Funding rural development in the Third World will be insufficient to significantly improve the financial status of rural families or preserve wildlife biodiversity, according to an expert at UC Davis.

Truman Young, a UC Davis professor in the Department of Plant Sciences and the Center for Population Biology, expresses those concerns in an article in a recent issue of the Journal of International Wildlife Law and Policy.

International projects have worked for years to raise incomes for rural farm families, recently as part of integrated strategies that include biodiversity conservation. But even at their most efficient, Young says, these lands cannot sustain their current populations except at poverty levels.

Rather, efforts to decrease poverty and restore natural habitats should recognize that human populations have been moving from rural to urban areas on a massive scale, and focus on giving immigrants the skills to thrive in cities.

Young focuses on Brazil's Amazon Basin and Kenya's Maasai Mara National Reserve as examples of the limits of rural development. Both these areas are rich in natural biodiversity and generally poor in the nutrients or rainfall needed to sustain profitable agricultural communities. Using development/conservation policies to help increase agricultural production or resource extraction such as timber or rubber may substantially raise family incomes in the short term, but will never do so sufficiently to lift them fully out of poverty, Young said.

"We need to recognize that for many living in rural areas, there is a strong attraction, especially in the younger generation, to the cities," he said. "This trend has been growing steadily, and the rural populations of many tropical countries are already declining. Given this phenomenon, the best long-term strategy may be to assist the migrant rural communities by giving them education to assist in this migration, rather than enticing them to stay on unprofitable lands."

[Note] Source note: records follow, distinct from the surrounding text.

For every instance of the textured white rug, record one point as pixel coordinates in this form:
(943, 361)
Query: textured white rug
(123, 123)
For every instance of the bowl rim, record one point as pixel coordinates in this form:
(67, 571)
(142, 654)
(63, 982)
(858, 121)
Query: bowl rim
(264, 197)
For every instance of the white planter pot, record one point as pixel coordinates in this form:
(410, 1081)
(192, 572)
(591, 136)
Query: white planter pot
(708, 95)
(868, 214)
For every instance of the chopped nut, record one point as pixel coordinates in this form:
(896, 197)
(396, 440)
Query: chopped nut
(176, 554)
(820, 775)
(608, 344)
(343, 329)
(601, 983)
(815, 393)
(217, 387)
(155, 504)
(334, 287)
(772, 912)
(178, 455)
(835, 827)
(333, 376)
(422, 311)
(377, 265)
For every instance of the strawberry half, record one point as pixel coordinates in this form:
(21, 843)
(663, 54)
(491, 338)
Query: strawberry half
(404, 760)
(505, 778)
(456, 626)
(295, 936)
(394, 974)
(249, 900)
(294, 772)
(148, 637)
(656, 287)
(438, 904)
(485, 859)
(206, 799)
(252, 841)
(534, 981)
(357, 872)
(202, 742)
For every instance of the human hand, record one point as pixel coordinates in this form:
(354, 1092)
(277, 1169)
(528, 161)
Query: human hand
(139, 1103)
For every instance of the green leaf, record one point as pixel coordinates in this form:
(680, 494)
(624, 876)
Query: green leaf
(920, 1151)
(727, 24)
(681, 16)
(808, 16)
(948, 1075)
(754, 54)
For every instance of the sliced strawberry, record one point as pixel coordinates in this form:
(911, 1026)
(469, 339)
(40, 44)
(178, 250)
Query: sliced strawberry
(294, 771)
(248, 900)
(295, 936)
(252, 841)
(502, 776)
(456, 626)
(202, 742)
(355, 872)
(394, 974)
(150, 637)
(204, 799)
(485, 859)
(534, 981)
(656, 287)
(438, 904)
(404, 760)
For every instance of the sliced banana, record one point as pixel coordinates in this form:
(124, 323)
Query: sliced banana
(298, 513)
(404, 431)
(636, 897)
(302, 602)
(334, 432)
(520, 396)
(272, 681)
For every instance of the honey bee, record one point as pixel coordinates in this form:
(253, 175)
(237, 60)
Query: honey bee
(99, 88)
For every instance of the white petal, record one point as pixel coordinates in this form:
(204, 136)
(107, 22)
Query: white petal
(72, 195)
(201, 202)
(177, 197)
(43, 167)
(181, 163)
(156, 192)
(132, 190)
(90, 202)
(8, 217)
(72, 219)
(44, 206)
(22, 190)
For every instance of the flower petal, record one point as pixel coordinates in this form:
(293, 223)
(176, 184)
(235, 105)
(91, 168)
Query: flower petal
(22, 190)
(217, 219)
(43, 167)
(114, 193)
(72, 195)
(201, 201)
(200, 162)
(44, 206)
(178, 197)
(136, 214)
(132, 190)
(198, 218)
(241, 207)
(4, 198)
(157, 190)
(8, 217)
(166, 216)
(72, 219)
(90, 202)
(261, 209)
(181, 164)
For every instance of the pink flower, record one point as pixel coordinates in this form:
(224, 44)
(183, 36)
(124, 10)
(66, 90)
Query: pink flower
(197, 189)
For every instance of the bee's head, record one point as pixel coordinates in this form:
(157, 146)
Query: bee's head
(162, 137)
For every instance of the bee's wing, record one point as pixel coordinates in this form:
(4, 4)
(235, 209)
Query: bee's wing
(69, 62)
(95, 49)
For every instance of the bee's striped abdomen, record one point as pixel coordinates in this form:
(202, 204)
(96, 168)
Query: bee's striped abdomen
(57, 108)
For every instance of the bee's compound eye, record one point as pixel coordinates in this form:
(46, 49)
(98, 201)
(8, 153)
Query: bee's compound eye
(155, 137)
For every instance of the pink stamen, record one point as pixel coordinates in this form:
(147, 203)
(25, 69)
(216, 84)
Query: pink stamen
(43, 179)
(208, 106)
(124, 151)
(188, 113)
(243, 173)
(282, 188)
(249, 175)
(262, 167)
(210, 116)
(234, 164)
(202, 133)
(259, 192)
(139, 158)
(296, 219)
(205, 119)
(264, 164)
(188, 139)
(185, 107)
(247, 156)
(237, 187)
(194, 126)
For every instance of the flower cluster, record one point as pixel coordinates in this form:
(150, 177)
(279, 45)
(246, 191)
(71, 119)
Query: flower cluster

In addition, land left abandoned as people migrate to the cities can be made available for natural biodiversity. His paper points out cases of farmlands in the Amazon that were transformed into secondary rainforest after they had been abandoned.

He is quick to point out that the movement to the cities is not an economic panacea; many urban centers are poor, unhealthy and dangerous places. Nor is he advocating the forcible removal of populations from their rural homes as a way to restore biodiversity. Instead, he urges conservationists to recognize urban migration as an inevitable long-term human current, and to refocus their efforts on making the transition as smooth and environmentally friendly as possible.